Les terrasses des restaurants rouvrent. Les élèves du secondaire reprennent pleinement le chemin de l’école. Les vaccinations s’accélèrent. Nous savons toutefois que nous n’en avons pas encore vraiment fini avec le covid. Il nous faudra encore mener quelques batailles, à commencer par tenir bon, dans la durée, sans perdre patience. Mais comment garder le moral alors que le covid asphyxie notre quotidien? Depuis plus d’un an, celui-ci endeuille beaucoup de familles. Il fragilise la santé physique des uns et la santé psychologique des autres, ou les deux à la fois.

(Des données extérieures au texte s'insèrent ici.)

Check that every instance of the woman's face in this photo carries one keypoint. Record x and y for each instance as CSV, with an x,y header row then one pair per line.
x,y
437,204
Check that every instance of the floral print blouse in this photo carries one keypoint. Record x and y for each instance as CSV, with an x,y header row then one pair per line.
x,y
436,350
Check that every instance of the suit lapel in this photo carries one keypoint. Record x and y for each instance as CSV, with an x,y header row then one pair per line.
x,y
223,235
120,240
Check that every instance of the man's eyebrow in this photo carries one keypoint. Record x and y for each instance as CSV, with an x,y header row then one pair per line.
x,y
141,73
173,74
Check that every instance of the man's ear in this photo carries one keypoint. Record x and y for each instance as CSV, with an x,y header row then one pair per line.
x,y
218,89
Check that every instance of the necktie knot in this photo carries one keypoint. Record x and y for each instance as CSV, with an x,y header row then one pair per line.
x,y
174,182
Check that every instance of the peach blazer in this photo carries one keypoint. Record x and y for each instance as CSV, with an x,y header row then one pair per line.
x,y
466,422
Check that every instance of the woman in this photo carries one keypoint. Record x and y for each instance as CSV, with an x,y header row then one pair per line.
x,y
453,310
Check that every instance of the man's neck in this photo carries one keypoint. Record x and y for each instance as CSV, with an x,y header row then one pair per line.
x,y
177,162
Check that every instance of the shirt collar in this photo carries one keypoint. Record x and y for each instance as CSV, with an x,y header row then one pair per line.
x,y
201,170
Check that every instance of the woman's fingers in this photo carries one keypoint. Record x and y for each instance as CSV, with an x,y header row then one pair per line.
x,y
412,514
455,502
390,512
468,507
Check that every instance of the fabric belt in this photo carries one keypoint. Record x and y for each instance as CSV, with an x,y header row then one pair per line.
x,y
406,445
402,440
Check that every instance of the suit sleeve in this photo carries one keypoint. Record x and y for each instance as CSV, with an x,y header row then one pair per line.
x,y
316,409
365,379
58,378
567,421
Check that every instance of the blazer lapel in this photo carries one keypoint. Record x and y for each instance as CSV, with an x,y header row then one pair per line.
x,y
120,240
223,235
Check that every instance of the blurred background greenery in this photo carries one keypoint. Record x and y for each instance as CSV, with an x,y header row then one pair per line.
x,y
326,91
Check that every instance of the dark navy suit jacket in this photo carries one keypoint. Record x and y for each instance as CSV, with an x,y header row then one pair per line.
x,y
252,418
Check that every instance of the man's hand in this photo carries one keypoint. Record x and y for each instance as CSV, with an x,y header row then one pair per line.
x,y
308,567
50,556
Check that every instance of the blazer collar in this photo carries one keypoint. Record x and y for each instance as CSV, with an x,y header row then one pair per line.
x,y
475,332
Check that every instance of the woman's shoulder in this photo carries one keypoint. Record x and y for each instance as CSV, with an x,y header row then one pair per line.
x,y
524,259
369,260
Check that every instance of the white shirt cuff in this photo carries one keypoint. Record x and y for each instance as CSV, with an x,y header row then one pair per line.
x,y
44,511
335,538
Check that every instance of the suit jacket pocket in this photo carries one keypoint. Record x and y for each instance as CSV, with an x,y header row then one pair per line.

Il éprouve durement les équipes médicales, perturbe l’équilibre de nombreux couples, rend la vie professionnelle des uns ingérable et la vie étudiante des autres infernale. Il augmente les précarités économiques, les sentiments de solitude et de morosité, les violences, les dépendances à l’alcool, et j’en passe. Sans être dans le déni de ces réelles souffrances, comment chercher à être heureux?

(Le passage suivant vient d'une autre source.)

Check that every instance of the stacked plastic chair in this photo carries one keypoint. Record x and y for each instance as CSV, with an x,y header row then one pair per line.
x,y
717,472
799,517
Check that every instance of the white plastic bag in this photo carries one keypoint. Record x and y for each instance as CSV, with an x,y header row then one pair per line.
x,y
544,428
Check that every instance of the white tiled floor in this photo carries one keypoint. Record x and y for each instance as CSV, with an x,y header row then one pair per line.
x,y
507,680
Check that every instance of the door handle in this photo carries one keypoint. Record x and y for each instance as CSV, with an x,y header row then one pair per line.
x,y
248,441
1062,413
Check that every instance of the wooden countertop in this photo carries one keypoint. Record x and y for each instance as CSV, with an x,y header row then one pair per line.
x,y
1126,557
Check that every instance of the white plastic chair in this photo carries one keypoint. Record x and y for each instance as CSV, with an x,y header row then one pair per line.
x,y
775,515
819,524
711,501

Avec bienveillance, on peut personnellement s’interroger sur les possibles bienfaits de ce temps d’épreuve. Qu’apprenons-nous de cette longue année? Sur nous-même? Sur les autres? Prenons-nous soin de nos relations, de nos familles? La situation sanitaire nous rend-elle captifs de nos propres besoins ou hissons-nous les voiles de l’altruisme et de la solidarité? Profitons-nous de l’isolement pour nous gaver d’écrans ou nous donnons-nous les moyens d’horizons plus profonds? Quant à nos addictions, nous rendent-elles davantage prisonniers de « soupapes de décompression »? Remportons-nous des victoires sur ce qui nous empêche de vivre en harmonie? Il ne s’agit pas de se culpabiliser, mais de faire le point. Nous attendons un retour bien compréhensible aux « libertés » mais lesquelles et pourquoi? Et si notre grand défi du covid était une révolution spirituelle? Le confinement nous a-t-il permis de prêter l’oreille aux confidences de notre âme? Il n’est pas trop tard. Par quoi notre vie est-elle vraiment nourrie? Qu’est-ce qui la rend essentielle? En quoi trouvons-nous notre véritable bonheur? Nos réponses sont autant d’éléments précieux à notre trésor intime.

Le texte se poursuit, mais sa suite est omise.